The Lebanese army confirmed in the aftermath of the clashes it arrested nine people, including a Syrian citizen. The army also said on Twitter that it remained deployed in the area to ensure violence did not occur again.
Earlier on Thursday, eyewitnesses said they heard at least two explosions near the site where a protest was supposed to be held by Iran-backed Shia militia Hezbollah against a judge who is investigating last year’s devastating blast at Beirut’s port. Thursday’s shootings mark the deadliest civil violence in Beirut since 2008.
Tensions over the probe have boiled for months. Hezbollah and its allies are leading demands to remove Judge Tarek Bitar, who they accuse of bias.
Lebanon’s army said on Thursday protesters in Beirut were fired on while they were heading to the Palace of Justice to hold a demonstration against the judge.
“While protesters were going to the Palace of Justice, they were fired at in the Tayounah area,” an army statement said.
The army statement also warned it would shoot at any person carrying a gun, urging people to remain at their homes.
The Lebanese Red Cross said at least 30 people were wounded. One of the dead, a mother of five, was shot in the head.
Heavy gunfire erupted when the Shia group’s supporters were trying to cross the Tayouneh roundabout, which is located at borders between Shia and Christian dominated areas and was a frontline in the country’s 1975-90 civil war.
The protesters were apparently making their war to the judicial palace. Tayouneh is on the way from the predominantly Shia southern suburbs of Beirut to the judicial palace.
The port explosion on 4 August 2020, one of the biggest non-nuclear blasts on record, killed more than 200 people and devastated swathes of the capital Beirut.
Video footage showed heavy gunfire and clashes between the Lebanese army and unidentified gunmen near the Ain al-Romaneh area, which is dominated by Christians seen as supporters of 14 March, Hezbollah’s political opponents.
Army soldiers could be seen firing an automatic machine gun from the top of an armoured vehicle towards a building where suspects were believed to have taken shelter.

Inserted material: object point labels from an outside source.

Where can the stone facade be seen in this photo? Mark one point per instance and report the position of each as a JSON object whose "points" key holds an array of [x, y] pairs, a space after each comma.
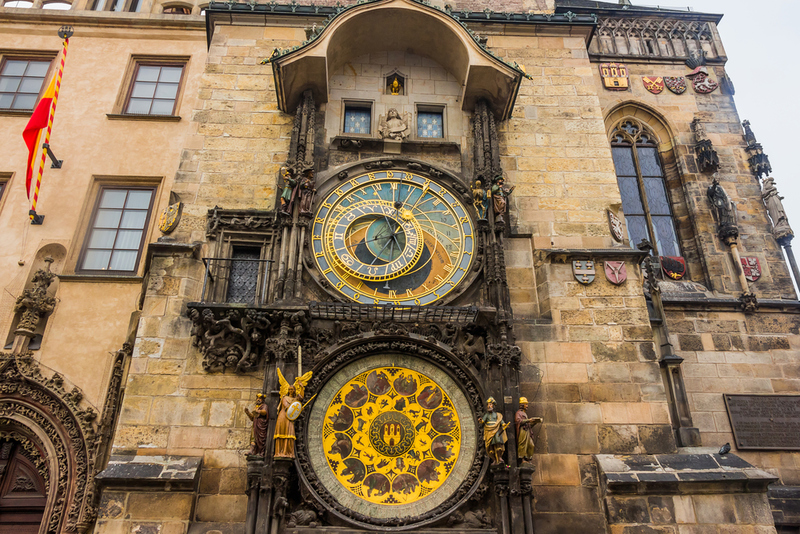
{"points": [[629, 379]]}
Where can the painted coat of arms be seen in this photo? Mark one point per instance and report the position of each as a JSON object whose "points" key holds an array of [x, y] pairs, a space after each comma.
{"points": [[583, 271], [615, 76], [616, 272], [615, 226], [751, 268], [676, 84], [654, 85], [673, 266], [701, 82]]}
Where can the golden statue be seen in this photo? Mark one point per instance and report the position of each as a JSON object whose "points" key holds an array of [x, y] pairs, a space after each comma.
{"points": [[494, 432], [524, 431], [288, 412]]}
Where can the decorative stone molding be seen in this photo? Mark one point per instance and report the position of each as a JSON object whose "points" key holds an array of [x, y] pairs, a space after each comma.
{"points": [[34, 406]]}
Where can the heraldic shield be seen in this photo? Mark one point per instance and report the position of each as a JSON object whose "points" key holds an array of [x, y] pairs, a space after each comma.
{"points": [[616, 272], [751, 268], [584, 271]]}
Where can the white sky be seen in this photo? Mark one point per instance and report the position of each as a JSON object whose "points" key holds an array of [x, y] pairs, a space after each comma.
{"points": [[761, 41]]}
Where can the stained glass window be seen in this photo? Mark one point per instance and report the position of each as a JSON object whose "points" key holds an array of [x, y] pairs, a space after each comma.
{"points": [[430, 124], [357, 119], [641, 184]]}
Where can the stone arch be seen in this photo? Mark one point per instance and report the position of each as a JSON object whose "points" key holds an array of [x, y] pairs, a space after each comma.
{"points": [[59, 436]]}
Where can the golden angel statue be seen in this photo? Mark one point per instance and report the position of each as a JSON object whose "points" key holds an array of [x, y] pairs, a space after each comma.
{"points": [[288, 411]]}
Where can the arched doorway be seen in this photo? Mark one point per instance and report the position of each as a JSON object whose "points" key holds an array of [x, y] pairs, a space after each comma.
{"points": [[23, 494]]}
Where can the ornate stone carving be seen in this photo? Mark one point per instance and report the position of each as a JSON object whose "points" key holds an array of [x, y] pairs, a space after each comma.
{"points": [[30, 401], [724, 211], [774, 203], [34, 303], [393, 126], [707, 158]]}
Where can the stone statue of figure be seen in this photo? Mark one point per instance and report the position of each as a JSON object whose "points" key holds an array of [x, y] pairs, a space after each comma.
{"points": [[699, 131], [500, 195], [287, 414], [494, 432], [774, 204], [726, 214], [393, 126], [480, 199], [307, 190], [289, 185], [525, 426], [260, 418]]}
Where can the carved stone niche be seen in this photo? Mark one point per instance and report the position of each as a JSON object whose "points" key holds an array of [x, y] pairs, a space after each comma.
{"points": [[60, 436], [359, 357]]}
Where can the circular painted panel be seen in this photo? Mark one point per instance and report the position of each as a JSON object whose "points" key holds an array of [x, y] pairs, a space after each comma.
{"points": [[397, 436]]}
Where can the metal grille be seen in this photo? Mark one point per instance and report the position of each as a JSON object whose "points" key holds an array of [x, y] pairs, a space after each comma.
{"points": [[367, 312], [243, 281]]}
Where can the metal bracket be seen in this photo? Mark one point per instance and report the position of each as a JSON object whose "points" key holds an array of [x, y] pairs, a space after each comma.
{"points": [[56, 162], [35, 217]]}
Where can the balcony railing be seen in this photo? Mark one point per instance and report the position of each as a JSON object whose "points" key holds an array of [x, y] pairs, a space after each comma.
{"points": [[238, 281]]}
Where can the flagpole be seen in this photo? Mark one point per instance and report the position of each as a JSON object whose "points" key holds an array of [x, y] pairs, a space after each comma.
{"points": [[65, 32]]}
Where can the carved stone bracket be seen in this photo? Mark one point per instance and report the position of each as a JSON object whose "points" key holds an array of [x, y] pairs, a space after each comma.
{"points": [[35, 406]]}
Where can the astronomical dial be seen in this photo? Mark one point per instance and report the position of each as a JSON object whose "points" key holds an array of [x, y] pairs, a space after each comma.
{"points": [[393, 237]]}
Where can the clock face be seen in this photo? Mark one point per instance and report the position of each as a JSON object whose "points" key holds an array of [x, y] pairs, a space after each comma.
{"points": [[393, 237]]}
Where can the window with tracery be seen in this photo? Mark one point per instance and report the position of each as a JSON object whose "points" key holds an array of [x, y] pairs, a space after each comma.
{"points": [[640, 176]]}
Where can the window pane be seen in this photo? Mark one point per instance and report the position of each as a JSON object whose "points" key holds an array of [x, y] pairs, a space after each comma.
{"points": [[357, 120], [623, 161], [96, 259], [167, 90], [147, 73], [14, 67], [138, 105], [666, 241], [143, 90], [102, 238], [108, 218], [162, 107], [38, 68], [24, 102], [170, 74], [139, 199], [30, 85], [113, 198], [128, 239], [123, 260], [656, 196], [631, 198], [9, 84], [133, 219], [637, 229], [430, 125], [649, 162]]}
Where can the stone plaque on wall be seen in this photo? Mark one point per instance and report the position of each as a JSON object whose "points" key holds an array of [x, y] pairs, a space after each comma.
{"points": [[765, 421]]}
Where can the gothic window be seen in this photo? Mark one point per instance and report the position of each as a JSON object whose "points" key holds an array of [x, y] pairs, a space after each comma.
{"points": [[645, 200]]}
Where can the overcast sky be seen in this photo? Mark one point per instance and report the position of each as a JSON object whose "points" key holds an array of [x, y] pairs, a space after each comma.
{"points": [[761, 40]]}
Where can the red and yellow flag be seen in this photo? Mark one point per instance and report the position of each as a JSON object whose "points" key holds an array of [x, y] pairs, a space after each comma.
{"points": [[33, 131]]}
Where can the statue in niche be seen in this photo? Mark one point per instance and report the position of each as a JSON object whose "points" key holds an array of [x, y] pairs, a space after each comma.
{"points": [[307, 190], [393, 126], [525, 426], [289, 189], [480, 199], [500, 195], [260, 418], [288, 412], [494, 432], [774, 204]]}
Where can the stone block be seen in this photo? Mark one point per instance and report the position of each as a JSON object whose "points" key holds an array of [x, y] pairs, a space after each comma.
{"points": [[160, 505]]}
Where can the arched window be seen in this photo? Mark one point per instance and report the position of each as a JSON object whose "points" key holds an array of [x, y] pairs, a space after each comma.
{"points": [[640, 175]]}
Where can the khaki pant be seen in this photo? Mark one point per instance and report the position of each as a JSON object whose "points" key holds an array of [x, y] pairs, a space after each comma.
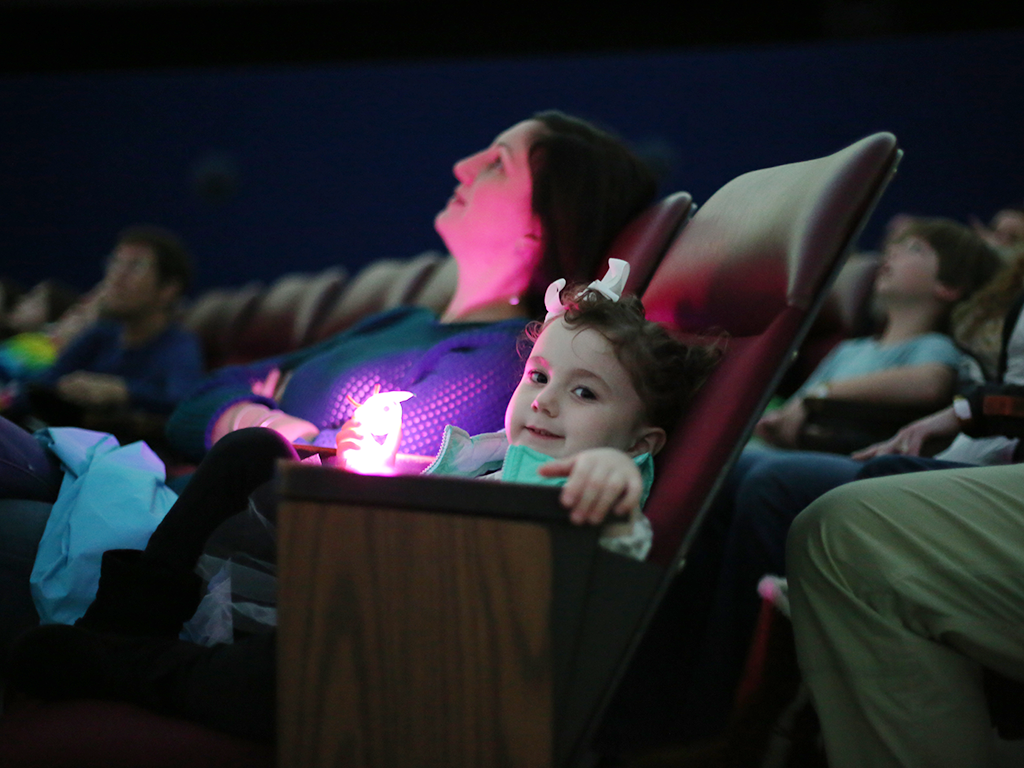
{"points": [[902, 588]]}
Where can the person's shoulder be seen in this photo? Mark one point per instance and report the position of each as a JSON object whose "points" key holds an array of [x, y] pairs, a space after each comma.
{"points": [[936, 347]]}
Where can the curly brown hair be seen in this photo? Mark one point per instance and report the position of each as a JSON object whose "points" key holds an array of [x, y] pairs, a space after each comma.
{"points": [[665, 371]]}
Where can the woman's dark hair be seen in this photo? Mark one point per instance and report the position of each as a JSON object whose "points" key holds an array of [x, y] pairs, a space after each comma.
{"points": [[173, 261], [587, 186], [666, 372]]}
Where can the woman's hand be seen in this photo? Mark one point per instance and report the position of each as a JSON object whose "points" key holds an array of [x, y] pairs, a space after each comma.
{"points": [[909, 439], [350, 440], [600, 481], [781, 427]]}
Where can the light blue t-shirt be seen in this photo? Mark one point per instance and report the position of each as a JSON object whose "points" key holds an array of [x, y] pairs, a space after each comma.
{"points": [[865, 355]]}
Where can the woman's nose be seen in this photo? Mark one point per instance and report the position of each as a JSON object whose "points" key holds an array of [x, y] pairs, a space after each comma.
{"points": [[466, 169]]}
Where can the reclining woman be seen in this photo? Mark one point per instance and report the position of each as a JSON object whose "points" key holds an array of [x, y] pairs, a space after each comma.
{"points": [[545, 200]]}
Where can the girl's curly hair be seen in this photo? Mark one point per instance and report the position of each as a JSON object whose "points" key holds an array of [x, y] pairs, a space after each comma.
{"points": [[666, 372]]}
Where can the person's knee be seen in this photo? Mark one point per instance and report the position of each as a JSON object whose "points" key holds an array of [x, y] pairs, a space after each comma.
{"points": [[817, 531], [254, 441]]}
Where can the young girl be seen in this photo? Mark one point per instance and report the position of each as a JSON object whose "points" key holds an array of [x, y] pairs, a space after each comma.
{"points": [[601, 387]]}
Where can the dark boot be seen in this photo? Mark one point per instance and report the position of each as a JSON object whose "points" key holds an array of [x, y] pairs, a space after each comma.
{"points": [[56, 663], [141, 596], [229, 688]]}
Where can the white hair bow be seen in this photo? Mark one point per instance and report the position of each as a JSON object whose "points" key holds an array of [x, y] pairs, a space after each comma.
{"points": [[610, 286]]}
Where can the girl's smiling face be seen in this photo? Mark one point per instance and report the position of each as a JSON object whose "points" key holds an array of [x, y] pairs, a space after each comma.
{"points": [[574, 394]]}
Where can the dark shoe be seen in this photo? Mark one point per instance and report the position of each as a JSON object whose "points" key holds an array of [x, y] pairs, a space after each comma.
{"points": [[141, 596], [57, 663]]}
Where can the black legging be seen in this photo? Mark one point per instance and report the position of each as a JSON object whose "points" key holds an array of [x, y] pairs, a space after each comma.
{"points": [[144, 597]]}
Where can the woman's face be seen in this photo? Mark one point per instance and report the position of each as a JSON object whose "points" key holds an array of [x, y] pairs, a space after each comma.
{"points": [[489, 217]]}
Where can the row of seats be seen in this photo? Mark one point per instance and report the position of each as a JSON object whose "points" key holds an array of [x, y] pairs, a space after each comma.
{"points": [[754, 262]]}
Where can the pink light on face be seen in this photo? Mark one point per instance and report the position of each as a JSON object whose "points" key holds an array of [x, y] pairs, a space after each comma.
{"points": [[369, 441]]}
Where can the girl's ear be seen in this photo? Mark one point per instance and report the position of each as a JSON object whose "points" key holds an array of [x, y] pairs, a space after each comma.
{"points": [[650, 440]]}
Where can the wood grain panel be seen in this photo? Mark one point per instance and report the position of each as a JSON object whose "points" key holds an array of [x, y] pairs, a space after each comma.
{"points": [[413, 639]]}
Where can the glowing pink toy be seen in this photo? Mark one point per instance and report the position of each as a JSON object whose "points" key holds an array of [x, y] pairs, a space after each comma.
{"points": [[376, 430]]}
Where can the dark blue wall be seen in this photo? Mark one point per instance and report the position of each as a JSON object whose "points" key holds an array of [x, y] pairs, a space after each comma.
{"points": [[350, 163]]}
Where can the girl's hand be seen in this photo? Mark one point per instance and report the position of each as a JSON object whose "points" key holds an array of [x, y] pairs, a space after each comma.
{"points": [[600, 481]]}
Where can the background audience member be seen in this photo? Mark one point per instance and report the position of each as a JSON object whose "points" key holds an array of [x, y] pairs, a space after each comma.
{"points": [[32, 346], [1006, 230], [901, 589], [136, 356], [977, 323]]}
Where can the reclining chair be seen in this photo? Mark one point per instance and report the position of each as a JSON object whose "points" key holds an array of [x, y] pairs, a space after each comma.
{"points": [[443, 622], [83, 734]]}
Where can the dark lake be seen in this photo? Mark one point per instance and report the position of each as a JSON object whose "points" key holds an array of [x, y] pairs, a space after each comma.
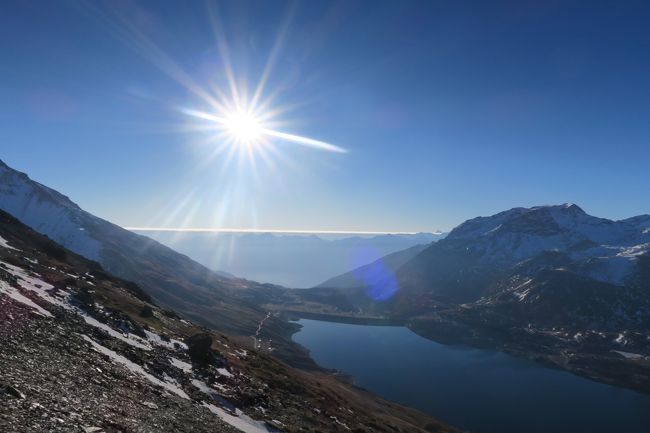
{"points": [[480, 390]]}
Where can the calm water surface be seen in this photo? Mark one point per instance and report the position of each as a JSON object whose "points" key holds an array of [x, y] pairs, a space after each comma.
{"points": [[479, 390]]}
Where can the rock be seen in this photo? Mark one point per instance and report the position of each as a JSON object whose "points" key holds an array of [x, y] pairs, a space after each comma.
{"points": [[146, 311], [150, 405], [10, 390], [199, 348]]}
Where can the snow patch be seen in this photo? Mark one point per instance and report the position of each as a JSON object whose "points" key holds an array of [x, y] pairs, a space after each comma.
{"points": [[135, 368], [240, 421]]}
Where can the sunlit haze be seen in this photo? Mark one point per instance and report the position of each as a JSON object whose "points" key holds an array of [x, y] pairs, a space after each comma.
{"points": [[346, 115]]}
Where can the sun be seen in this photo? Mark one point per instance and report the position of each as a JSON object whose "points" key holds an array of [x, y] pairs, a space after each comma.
{"points": [[243, 127]]}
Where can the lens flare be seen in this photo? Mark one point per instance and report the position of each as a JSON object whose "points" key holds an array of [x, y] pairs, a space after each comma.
{"points": [[244, 127]]}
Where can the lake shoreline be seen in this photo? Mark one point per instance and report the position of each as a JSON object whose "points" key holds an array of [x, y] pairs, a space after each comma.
{"points": [[444, 380]]}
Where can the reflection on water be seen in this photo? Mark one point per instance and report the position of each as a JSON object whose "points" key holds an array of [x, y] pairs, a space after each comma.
{"points": [[480, 390]]}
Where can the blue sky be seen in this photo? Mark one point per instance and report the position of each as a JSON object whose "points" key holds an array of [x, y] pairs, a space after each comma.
{"points": [[448, 110]]}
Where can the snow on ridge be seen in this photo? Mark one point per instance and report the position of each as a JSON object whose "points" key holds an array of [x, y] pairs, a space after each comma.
{"points": [[46, 211]]}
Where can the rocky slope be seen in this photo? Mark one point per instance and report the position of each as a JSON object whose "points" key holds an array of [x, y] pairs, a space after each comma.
{"points": [[172, 279], [83, 351]]}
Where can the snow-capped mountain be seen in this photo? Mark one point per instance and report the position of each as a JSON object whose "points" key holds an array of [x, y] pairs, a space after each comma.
{"points": [[173, 279], [551, 265], [550, 237], [47, 212]]}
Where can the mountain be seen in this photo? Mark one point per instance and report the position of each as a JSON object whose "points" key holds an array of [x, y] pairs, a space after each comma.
{"points": [[84, 351], [550, 283], [373, 273], [291, 260], [172, 279], [485, 255]]}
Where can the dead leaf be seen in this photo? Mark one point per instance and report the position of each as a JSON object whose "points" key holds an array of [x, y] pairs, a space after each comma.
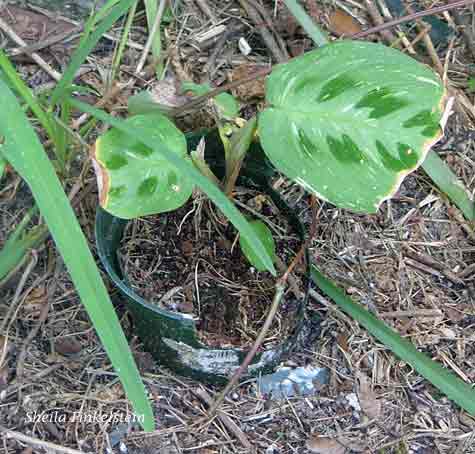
{"points": [[67, 346], [165, 93], [251, 90], [27, 451], [341, 23], [34, 302], [370, 405], [4, 372], [342, 341], [325, 445]]}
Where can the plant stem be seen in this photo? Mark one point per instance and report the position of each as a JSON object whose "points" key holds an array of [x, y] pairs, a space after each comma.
{"points": [[215, 92], [307, 23], [279, 293]]}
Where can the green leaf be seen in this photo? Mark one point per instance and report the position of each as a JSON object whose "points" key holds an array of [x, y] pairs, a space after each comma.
{"points": [[228, 107], [318, 37], [235, 151], [448, 383], [265, 235], [447, 182], [86, 45], [350, 120], [194, 175], [151, 10], [16, 83], [19, 243], [22, 148], [134, 180], [144, 103], [3, 165]]}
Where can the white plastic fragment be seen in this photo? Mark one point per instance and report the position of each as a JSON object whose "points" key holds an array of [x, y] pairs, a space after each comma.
{"points": [[244, 46], [288, 381]]}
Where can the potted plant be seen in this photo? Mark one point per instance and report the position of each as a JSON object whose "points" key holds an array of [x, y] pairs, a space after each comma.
{"points": [[347, 122]]}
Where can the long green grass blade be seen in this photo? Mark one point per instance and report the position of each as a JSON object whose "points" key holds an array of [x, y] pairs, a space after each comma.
{"points": [[151, 10], [25, 93], [456, 389], [189, 170], [441, 174], [22, 148], [86, 45]]}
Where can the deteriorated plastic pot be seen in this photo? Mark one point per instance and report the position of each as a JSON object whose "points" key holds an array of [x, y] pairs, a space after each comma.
{"points": [[172, 337]]}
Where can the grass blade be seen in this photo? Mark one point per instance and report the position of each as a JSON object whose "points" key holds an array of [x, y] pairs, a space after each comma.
{"points": [[22, 148], [441, 174], [189, 170], [24, 91], [451, 385], [151, 10], [85, 47], [306, 22]]}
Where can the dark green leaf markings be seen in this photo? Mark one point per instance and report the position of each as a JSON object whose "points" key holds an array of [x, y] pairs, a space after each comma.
{"points": [[133, 179], [350, 120]]}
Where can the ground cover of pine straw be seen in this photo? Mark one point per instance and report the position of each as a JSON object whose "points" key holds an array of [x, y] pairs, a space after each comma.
{"points": [[412, 264]]}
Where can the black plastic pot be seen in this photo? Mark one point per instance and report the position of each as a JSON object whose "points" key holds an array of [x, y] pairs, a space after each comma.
{"points": [[171, 337]]}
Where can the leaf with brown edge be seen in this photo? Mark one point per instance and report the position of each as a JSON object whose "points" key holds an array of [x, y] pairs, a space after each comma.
{"points": [[351, 120], [135, 180]]}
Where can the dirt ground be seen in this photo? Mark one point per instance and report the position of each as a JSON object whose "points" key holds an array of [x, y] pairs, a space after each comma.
{"points": [[412, 264]]}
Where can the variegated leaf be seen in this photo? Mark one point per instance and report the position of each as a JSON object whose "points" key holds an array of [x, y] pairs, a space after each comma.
{"points": [[350, 120], [133, 179]]}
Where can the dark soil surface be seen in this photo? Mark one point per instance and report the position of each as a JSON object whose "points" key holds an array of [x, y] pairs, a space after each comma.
{"points": [[412, 265], [190, 261]]}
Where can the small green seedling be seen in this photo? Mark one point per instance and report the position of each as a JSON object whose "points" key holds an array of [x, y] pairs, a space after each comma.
{"points": [[348, 122]]}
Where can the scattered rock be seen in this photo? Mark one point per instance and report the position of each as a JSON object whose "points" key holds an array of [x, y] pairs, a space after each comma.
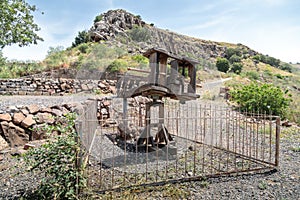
{"points": [[28, 121], [5, 117], [3, 143], [18, 118], [45, 118], [33, 109], [287, 123], [57, 112], [15, 135]]}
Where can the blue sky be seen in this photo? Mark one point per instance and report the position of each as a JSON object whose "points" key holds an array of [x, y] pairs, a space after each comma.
{"points": [[268, 26]]}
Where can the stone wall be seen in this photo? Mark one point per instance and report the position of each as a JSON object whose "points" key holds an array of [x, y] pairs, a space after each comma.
{"points": [[59, 86], [22, 124]]}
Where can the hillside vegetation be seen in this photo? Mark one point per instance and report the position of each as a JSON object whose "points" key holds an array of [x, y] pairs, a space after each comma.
{"points": [[118, 38]]}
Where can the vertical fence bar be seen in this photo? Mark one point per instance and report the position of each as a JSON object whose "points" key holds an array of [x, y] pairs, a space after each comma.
{"points": [[277, 141]]}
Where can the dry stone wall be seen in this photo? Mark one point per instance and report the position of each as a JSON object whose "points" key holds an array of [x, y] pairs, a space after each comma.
{"points": [[22, 124], [59, 86]]}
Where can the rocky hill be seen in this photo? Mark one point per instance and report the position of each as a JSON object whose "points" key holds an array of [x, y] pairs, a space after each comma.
{"points": [[120, 28]]}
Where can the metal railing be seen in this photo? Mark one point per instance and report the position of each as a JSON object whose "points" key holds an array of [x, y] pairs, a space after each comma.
{"points": [[209, 141]]}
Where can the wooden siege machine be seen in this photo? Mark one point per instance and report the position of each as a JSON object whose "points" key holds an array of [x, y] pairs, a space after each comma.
{"points": [[161, 83]]}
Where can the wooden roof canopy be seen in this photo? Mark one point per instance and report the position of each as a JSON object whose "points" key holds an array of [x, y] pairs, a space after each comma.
{"points": [[173, 81], [184, 61]]}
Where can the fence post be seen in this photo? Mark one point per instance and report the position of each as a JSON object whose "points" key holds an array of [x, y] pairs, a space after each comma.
{"points": [[277, 141]]}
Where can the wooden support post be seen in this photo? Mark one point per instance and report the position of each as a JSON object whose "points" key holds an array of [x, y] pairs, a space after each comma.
{"points": [[153, 62], [163, 69], [192, 75], [277, 141]]}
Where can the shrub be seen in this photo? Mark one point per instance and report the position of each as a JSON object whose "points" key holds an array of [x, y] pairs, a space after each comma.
{"points": [[83, 48], [98, 18], [57, 159], [286, 67], [139, 34], [262, 98], [55, 56], [117, 66], [222, 64], [235, 58], [82, 37], [233, 51], [236, 68]]}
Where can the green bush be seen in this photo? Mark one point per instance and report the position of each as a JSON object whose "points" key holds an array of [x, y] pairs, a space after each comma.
{"points": [[58, 160], [252, 75], [233, 51], [98, 18], [119, 66], [83, 48], [222, 64], [262, 98], [55, 57], [235, 58], [286, 67], [236, 68]]}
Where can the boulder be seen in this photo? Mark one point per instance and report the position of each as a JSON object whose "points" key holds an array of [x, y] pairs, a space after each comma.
{"points": [[38, 132], [5, 117], [15, 135], [3, 143]]}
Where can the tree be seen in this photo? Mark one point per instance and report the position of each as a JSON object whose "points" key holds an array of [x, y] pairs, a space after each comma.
{"points": [[222, 64], [261, 98], [82, 37], [16, 23]]}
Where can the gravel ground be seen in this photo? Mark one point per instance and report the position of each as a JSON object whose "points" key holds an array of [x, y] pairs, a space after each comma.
{"points": [[16, 182], [7, 101]]}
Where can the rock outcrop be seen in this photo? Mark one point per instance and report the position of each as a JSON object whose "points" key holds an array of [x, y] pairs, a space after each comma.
{"points": [[114, 27]]}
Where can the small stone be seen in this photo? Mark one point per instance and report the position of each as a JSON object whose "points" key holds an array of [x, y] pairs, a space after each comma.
{"points": [[28, 121], [33, 109], [44, 118], [5, 117], [18, 118], [102, 86], [3, 143], [28, 146], [57, 112]]}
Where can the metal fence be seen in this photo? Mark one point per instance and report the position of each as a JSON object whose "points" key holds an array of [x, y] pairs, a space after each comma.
{"points": [[210, 140]]}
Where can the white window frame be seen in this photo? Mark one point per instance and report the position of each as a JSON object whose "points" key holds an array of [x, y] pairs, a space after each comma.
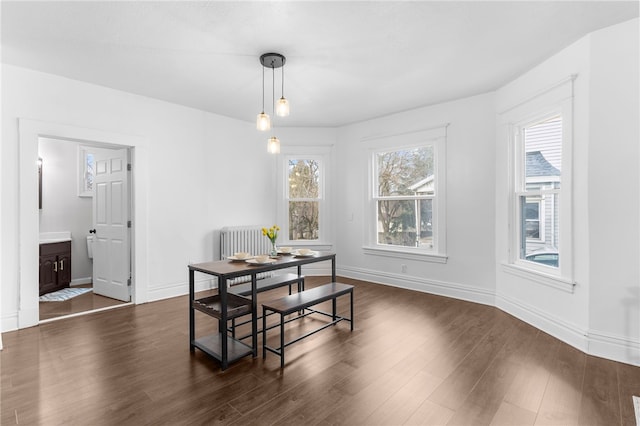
{"points": [[436, 137], [322, 156], [556, 100]]}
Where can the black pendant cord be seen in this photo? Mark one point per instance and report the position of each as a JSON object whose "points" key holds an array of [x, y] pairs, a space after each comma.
{"points": [[283, 82], [273, 93], [263, 90]]}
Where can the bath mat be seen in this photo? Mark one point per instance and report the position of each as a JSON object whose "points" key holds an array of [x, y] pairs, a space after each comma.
{"points": [[64, 294]]}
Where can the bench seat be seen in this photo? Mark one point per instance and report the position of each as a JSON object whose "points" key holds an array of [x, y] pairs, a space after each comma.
{"points": [[299, 302]]}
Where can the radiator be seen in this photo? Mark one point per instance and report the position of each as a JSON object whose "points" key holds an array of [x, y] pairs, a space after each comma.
{"points": [[249, 239]]}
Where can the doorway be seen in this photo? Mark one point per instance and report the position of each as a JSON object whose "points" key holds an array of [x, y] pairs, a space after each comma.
{"points": [[67, 206], [29, 132]]}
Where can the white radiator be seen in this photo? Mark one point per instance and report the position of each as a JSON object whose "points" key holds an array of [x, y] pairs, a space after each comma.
{"points": [[249, 239], [243, 238]]}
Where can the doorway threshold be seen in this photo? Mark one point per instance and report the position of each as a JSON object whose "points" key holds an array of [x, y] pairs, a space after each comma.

Minutes later, two explosions were heard near the site, followed by the withdrawal of the troops stationed nearby, according to local news reports.
In a statement, Prime Minister Najib Mikati appealed for calm and urged people “not to be dragged into civil strife”. He announced Friday a mourning day for the lives of those who were killed in the violence.
Hezbollah and its ally, the Shia Amal Movement group, issued a joint statement saying their supporters were fired at by gunmen on roofs of buildings. The statement also called for calm and warned against discord and chaos.
The protesters “were exposed to direct fire from snipers on the roofs of the buildings, followed by intense shooting that resulted in [the falling of] martyrs and serious injuries, as the shooting was directed at the heads,” the statement said.
Lebanese president Michel Aoun later vowed that those who were responsible for the violence will be held accountable.
Speaking during a televised speech after the shootings, Mr Aoun said it was “unacceptable that weapons are once more the means of communication among Lebanese rivals”.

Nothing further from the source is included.